Methods: Sclerotic AV specimen, VIC culture pellets and an explanted bio-prosthesis were cryosectioned on a CaF₂ object slide. Technical features of IR spectroscopy: FT-IR spectrometer Vertex 70; infrared microscope Hyperion 3000; MCT focal plane array detector (64 × 64); 15-fold Cassegrainian objective (numerical aperture of 0.4); 6 cm⁻¹ spectral resolution. Matlab data evaluation considered the fingerprint region (950 to 1800 cm⁻¹). Parallel sections were histologically stained by Movats Pentachrom, van Kossa and HE.

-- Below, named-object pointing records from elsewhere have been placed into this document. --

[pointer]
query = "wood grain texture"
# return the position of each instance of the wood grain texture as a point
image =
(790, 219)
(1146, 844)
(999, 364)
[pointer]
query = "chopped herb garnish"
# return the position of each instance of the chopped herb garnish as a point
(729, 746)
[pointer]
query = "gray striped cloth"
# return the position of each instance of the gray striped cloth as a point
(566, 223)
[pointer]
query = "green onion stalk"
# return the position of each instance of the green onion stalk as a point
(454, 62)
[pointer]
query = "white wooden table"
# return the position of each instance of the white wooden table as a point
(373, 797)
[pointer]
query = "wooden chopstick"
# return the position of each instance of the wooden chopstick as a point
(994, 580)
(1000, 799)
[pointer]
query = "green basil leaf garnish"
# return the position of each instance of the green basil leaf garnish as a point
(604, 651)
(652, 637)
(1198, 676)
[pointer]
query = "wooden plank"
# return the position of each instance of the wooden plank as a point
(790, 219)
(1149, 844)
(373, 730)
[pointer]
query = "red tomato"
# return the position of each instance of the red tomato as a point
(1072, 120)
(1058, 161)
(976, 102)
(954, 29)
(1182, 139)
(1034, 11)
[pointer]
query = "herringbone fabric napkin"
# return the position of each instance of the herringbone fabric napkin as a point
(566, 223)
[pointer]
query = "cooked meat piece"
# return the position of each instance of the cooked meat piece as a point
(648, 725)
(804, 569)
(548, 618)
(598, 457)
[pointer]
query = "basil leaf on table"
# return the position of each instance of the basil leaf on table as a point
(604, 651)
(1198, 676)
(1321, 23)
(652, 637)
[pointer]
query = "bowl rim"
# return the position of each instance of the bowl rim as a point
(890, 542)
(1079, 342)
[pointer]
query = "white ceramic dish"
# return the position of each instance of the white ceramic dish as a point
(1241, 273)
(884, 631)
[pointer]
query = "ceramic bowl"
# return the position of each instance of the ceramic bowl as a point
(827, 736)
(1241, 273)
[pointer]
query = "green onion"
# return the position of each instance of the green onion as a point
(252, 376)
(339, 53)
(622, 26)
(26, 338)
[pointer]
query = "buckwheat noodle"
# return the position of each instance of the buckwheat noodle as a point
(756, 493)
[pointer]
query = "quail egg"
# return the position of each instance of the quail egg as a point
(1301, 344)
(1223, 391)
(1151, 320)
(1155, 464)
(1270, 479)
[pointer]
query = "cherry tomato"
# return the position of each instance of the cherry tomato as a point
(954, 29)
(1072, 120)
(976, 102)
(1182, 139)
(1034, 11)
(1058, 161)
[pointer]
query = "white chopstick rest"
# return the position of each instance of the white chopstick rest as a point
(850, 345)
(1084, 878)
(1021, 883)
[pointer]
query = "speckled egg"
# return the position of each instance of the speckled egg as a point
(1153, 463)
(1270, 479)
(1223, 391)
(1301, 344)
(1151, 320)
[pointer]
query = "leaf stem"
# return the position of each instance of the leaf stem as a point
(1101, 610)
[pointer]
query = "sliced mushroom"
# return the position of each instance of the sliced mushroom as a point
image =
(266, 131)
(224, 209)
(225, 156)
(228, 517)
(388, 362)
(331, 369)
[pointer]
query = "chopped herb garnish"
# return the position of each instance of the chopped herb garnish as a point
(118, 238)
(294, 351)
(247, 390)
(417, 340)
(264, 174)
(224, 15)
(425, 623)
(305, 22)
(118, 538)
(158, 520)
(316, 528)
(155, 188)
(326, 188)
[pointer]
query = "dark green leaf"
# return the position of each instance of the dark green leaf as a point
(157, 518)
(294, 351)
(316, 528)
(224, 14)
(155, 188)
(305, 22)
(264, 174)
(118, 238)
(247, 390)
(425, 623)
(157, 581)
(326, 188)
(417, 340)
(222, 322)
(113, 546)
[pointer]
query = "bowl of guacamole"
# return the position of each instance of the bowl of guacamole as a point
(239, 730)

Results: Analyzing an induced calcified VIC culture sample in comparison to a sclerotic AV tissue section reveals comparable spectral features with strong amide I, II and III bands at 1654, 1544 cm⁻¹ and 1237 cm⁻¹ and increased carbonyl stretching mode of phospholipid esters at 1744 cm⁻¹, respectively. Other bands located at 1402 and 1457 cm⁻¹ are assigned to CHx groups of lipids. Further spectra are dominated by a strong signal of hydroxyapatite phosphate groups of between 1000 to 1150 cm⁻¹ with less intensity of bands resulting from specimen tissue. Staining of parallel sections via van Kossa technique confirm calcification areas in the VIC culture pellet equivalent to sclerotic AV tissue section results and also in a AV prosthesis explanted three months after implantation. The respective prosthesis IR spectrum seems to differ considerably from AV sample results.

Conclusion: In vitro VIC culture model exhibits comparable IR spectra like an original sclerotic AV tissue. Therefore the induction model can be used to monitor molecular calcification processes and test substances. Calcification in AV prosthesis differs considerably.